Now more than ever, we have to try and create meaningful connections where we can be honest about our mental well-being.
That’s according to the Canadian Mental Health Association (CMHA) Kelowna branch, which claims finding and making those connections may be difficult during this time of isolation.
There are, however, online resources to help people along.
“We pivoted very quickly to provide a number of resources online. We’re providing some courses through our Discovery College program which is 100 per cent free and is open to anyone and everyone,” said CMHA Kelowna’s communications manager Jessica Samuels.
“We have a series called ‘Coping with Current Events’. We’ve had some sessions on managing stress for caregivers, individuals, as well as sessions on identifying unhealthy coping strategies.”
Samuels added CMHA Kelowna wellness coaches have also been busy connecting with residents through phone calls and making sure people have the help they need to cope with the stress and anxiety of the pandemic.
She said people can support their mental well-being by not doing anything in excess, including eating, consuming too much alcohol, or sleeping too much.
“Those have always been the foundation for good mental health, and those are really going to support you now. Some things that people may find helpful is making sure how much the pandemic is in our every day lives, in our social media feeds and our conversations. Monitor that,” she said.
“Of course, we want to be informed but we can be overwhelmed with that… be purposeful in re-focusing yourself on some positivity.”
Samuels added people need to stop feeling like they should be doing things during this time.

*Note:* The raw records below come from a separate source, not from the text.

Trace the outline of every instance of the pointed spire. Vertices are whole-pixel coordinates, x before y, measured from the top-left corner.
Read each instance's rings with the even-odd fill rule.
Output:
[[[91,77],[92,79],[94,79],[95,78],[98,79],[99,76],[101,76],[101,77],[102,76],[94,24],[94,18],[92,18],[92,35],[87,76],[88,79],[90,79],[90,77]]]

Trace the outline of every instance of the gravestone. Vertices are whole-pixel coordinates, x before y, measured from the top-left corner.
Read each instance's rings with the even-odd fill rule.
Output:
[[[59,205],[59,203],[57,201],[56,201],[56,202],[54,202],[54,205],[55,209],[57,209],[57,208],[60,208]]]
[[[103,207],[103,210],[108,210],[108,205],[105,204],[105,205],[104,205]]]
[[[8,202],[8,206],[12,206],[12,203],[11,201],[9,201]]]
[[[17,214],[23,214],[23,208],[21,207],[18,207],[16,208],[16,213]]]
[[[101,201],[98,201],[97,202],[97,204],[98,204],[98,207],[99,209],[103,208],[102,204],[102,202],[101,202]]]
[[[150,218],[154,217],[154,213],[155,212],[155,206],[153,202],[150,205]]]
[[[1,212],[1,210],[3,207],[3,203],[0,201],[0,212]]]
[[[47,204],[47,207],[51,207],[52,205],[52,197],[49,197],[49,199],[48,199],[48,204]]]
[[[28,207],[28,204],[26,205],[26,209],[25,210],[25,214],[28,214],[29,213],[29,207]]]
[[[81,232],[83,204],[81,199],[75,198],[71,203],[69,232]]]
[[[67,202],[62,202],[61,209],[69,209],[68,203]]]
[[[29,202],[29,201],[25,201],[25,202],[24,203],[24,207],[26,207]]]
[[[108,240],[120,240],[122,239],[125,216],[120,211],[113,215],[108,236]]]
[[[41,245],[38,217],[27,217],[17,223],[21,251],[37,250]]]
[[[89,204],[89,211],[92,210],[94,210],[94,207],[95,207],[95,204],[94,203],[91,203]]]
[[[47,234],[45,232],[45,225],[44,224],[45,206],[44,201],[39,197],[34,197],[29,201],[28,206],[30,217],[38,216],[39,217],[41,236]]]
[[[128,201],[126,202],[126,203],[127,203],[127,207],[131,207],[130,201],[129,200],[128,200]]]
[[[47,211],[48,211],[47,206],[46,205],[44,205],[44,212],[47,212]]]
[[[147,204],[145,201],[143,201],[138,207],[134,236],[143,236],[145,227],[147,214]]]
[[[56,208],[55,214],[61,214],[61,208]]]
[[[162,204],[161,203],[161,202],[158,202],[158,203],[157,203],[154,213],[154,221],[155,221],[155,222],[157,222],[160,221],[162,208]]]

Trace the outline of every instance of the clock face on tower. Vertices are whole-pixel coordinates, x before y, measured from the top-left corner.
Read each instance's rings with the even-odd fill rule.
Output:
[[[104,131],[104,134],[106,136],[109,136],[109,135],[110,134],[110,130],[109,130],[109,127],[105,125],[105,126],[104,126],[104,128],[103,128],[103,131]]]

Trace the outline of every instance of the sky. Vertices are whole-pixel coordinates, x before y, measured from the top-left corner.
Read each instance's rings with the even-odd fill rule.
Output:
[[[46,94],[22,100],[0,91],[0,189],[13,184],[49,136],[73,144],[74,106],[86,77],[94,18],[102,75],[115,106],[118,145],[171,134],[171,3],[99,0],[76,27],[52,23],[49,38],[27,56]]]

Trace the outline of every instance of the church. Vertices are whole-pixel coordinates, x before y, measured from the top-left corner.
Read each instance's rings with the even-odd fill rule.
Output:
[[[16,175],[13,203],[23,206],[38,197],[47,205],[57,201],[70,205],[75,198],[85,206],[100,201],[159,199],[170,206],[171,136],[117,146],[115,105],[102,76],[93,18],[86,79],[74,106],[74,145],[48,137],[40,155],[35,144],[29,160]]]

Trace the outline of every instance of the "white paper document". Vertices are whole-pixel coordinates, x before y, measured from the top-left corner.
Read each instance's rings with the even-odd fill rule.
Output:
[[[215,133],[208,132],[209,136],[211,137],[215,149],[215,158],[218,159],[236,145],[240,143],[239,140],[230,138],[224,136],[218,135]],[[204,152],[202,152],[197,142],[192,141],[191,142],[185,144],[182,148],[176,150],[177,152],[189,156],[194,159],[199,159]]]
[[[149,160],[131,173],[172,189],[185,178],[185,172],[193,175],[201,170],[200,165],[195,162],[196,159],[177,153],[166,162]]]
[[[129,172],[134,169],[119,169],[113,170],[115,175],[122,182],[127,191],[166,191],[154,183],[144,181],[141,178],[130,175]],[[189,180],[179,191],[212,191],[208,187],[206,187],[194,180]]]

“Let’s stop the ‘should’. ‘I should be baking bread. I should be organizing the cupboards. I should get up and have a fitness routine every day’. We have to recognize we’re in a crisis and we need to give ourselves the grace and the time in order to manage it,” she said.
CMHA Kelowna is also launching a campaign called #CreatingConnection, with the goal of fostering a community of support where people can talk about their mental health.

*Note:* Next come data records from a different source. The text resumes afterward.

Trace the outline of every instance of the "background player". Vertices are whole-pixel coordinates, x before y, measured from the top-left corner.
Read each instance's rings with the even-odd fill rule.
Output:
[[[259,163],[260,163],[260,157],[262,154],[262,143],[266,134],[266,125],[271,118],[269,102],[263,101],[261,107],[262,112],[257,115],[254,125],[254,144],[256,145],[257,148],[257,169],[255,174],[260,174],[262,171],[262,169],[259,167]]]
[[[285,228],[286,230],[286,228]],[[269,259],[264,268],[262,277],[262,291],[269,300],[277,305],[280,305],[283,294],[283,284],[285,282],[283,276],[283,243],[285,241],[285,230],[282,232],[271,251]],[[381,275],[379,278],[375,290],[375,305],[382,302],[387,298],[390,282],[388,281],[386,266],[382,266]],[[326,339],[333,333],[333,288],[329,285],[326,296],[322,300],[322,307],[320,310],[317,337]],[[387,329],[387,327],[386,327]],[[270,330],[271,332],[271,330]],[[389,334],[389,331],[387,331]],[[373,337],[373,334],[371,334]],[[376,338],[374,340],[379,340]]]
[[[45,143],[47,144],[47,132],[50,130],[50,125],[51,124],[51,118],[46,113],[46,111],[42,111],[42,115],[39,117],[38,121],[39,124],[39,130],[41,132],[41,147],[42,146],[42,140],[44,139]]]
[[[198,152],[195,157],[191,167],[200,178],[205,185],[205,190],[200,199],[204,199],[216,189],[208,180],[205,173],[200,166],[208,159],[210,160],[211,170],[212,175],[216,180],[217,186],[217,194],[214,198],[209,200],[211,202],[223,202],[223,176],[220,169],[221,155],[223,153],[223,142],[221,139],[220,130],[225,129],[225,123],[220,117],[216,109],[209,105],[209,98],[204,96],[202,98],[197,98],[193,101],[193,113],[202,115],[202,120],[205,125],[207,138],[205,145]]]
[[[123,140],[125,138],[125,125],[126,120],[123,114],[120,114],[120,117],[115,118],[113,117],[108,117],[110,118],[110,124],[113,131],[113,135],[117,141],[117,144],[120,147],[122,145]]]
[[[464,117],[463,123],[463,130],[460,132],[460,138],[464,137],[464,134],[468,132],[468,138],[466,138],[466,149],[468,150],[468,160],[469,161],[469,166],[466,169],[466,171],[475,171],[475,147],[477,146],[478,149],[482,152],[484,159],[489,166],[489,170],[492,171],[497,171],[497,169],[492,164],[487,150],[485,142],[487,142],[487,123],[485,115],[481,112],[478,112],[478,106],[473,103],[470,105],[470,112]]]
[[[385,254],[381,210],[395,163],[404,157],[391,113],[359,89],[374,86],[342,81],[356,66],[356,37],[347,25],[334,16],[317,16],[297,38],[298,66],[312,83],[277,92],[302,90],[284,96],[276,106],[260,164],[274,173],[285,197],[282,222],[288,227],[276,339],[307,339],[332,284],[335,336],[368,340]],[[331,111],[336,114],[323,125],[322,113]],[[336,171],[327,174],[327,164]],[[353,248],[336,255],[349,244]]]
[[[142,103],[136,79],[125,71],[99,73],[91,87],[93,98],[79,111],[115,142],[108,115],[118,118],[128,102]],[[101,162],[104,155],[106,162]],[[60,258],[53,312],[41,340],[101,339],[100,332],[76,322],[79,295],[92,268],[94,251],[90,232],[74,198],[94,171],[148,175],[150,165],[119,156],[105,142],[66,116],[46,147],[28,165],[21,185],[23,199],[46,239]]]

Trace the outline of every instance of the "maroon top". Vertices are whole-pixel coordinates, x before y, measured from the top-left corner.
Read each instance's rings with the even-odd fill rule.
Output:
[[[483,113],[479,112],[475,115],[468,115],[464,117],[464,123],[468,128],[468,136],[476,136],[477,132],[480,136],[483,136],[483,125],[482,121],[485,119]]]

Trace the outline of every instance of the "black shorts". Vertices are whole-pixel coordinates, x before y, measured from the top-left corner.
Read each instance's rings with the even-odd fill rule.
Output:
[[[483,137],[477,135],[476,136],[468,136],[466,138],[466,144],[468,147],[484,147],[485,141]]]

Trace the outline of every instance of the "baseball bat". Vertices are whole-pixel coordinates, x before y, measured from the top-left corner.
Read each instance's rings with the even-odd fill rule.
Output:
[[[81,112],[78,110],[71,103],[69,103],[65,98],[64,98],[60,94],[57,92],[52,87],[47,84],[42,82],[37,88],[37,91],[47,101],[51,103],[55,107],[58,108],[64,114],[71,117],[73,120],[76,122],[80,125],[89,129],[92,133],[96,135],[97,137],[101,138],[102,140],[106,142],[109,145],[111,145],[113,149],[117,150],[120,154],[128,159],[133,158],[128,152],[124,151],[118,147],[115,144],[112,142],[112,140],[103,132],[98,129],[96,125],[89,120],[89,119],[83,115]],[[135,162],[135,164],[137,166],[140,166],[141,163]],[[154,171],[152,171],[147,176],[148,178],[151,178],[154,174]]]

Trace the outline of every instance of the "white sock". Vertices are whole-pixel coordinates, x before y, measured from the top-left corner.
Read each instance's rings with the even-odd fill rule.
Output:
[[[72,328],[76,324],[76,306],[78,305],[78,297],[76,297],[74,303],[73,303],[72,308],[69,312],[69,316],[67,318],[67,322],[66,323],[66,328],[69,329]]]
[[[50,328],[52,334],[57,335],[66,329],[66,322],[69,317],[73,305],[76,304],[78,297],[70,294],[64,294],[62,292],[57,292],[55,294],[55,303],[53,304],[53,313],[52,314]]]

“Social connection is an important factor for our mental health and so we encourage people to find ways to connect with others despite being physically apart,” Samuels said.
“That’s why we’re hoping the community joins us in the #CreatingConnections campaign. We can work together to find creative ways to stay connected and collectively, it will benefit the community and our mental health.”
For more information on mental health resources, visit CMHA’s site.
Samuels said if you are in mental health crisis, contact a medical professional, call a crisis line, or go to the emergency room.